JAKARTA, KOMPAS.com - Tidak ada alasan untuk tidak menunjunjung tinggi ilmu pengetahuan. Sebab dengan ilmu pengetahuan, kita bisa berkontribusi menyelesaikan permasalahan yang ada di sekitar.

Mendalami ilmu pengetahuan tak terbatas hanya untuk laki-laki. Namun faktanya, jumlah perempuan ilmuwan di Indonesia ternyata masih tergolong rendah.

Hal itu diungkapkan oleh Ketua Komisi Nasional Indonesia untuk Unesco, Kementerian Pendidikan dan Kebudayaan, Prof. Dr. Arief Rachman ketika menghadiri penganugerahan penghargaan L'Oreal-Unesco for Women in Science (FWIS) 2019, Selasa (26/11/2019).

Arief menyebutkan, dari tiga ilmuwan di Indonesia, hanya satu di antaranya yang merupakan perempuan.

Baca juga: Yang Harus Dilakukan Perempuan Saat Menghadapi Tuntutan Lingkungan

Ia juga menyinggung studi American Psychological Association yang menyebutkan, bahwa perempuan cenderung menghindari fokus ilmu sains bukan karena kemampuan kognitif, melainkan karena pengalaman terhadap sains, struktur edukasi, konteks kebudayaan, stereotype, hingga kurangnya panutan pada bidang tersebut.

"Secara kultural, jangan sampai ada perempuan yang memiliki potensi, tapi karena secara kultural di beberapa daerah masih 'ya sudah laki-laki saja yang maju', itu harus dipatahkan," kata Arief.

Terkait hasil riset tersebut, Communications, Public Affairs and Sustainability Director PT L'Oreal Indonesia, Melanie Masriel menyampaikan pengamatannya selama mensukseskan program L'Oreal-Unesco for Women in Science (FWIS) selama 16 tahun.

Menurutnya, pada tingkat sekolah dan universitas, masih banyak perempuan yang menunjukkan minatnya ke bidang riset dan ilmu pengetahuan. Namun, angka tersebut cenderung berkurang ketika memasuki tingkat pekerjaan.

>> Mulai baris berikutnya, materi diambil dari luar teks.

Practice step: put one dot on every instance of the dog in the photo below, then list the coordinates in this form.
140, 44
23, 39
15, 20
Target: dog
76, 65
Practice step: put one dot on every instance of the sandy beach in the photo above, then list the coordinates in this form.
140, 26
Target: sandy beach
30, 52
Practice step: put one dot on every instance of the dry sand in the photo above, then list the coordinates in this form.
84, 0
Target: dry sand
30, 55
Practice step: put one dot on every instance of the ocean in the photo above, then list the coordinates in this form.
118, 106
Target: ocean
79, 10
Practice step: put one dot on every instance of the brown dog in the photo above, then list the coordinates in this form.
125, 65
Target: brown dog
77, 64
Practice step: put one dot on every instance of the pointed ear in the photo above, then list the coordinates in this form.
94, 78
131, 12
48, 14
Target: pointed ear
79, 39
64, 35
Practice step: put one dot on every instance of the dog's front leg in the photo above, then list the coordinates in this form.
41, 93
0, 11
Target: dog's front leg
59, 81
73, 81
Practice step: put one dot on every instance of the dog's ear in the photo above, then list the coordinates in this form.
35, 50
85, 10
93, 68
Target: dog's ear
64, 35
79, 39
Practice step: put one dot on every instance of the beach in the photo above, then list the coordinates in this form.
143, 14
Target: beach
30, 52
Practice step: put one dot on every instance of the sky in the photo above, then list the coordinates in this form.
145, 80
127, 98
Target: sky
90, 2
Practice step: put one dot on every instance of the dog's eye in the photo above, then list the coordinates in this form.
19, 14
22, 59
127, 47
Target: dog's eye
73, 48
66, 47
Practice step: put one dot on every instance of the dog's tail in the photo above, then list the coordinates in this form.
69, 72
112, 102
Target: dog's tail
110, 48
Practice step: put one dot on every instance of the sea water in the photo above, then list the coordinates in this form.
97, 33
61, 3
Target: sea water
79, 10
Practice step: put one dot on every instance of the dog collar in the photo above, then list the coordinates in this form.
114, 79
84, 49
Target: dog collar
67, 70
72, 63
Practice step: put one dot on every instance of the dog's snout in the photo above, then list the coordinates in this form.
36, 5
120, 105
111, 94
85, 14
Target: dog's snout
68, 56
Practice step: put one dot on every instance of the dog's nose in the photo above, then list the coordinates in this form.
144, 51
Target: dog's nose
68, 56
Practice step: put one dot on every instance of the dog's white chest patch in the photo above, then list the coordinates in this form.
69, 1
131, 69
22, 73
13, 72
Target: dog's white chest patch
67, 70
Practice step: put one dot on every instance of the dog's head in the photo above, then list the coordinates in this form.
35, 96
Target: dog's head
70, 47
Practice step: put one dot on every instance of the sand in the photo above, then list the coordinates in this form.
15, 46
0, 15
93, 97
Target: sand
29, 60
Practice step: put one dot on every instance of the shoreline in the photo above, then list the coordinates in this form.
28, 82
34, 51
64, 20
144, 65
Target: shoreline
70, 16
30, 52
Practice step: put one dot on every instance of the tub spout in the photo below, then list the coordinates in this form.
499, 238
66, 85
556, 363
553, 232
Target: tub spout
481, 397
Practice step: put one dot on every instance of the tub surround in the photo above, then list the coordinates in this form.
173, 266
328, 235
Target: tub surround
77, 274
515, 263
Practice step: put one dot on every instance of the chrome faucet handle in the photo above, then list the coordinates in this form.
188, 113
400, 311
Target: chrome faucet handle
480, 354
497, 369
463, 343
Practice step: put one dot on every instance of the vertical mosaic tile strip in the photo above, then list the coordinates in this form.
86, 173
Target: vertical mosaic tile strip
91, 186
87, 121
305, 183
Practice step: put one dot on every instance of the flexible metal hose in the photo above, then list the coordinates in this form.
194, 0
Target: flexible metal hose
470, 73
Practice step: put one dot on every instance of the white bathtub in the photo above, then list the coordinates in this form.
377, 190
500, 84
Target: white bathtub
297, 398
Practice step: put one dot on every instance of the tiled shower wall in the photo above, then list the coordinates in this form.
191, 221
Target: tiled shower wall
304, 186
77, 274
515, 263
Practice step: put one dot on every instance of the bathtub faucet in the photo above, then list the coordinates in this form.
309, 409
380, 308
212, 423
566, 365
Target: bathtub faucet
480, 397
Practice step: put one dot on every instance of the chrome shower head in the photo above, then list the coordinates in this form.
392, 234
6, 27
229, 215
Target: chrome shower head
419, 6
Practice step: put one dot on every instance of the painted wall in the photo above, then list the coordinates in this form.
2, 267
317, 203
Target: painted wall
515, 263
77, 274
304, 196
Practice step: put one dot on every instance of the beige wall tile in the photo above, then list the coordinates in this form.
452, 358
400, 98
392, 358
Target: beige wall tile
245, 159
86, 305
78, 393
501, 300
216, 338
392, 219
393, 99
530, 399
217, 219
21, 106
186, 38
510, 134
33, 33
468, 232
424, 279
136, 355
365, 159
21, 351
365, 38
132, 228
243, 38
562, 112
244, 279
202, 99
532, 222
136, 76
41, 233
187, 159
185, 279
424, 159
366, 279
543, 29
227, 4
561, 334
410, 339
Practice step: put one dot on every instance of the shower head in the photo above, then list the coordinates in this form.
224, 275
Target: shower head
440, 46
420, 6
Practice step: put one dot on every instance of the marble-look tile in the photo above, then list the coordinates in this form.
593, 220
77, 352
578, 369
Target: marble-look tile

Baca juga: Kemampuan Matematika Anak Perempuan Tak Kalah dengan Laki-laki

 

Hal ini sebetulnya lebih disebabkan karena seleksi alam, di mana perempuan seringkali memegang peran vital dalam keluarga. Sehingga tak jarang mereka memilih melepaskan pekerjaannya demi keluarga.

"Ada fase di mana mereka harus vakum dulu dari dunia penelitian. Itu mungkin yang membuat laki-laki kadang jalannya lebih cepat."

"Meskipun perempuan selalu bisa mengejar kembali, tapi diperlukan support system untuk memastikan perempuan ini bisa diberdayakan," kata Melanie.

Hal senada diungkapkan oleh Peneliti dari Lembaga Ilmu Pengetahuan Indonesia (LIPI), Dr. rer. nat. Ayu Safitri Nurinsyah, M.IL., M.Sc sebagai salah satu perempuan ilmuwan yang mendapatkan penghargaan.

Ayu yang mendapatkan penghargaan karena penelitiannya mengenai keong, ternyata sudah mulai meneliti subjek tersebut sejak 2006 lalu.

Namun, ia menikah pada 2010 dan keteguhannya dalam menjalani tugas sebagai ilmuwan diuji.

Ayu mengaku beruntung karena sang suami juga merupakan seorang ilmuwan. Sehingga, suami mengerti betul dinamika pekerjaan di lapangan dan bisa membantu mengurus anak.

Semuanya memang bergantung pada sistem dukungan alias support system, dimulai dari keluarga inti.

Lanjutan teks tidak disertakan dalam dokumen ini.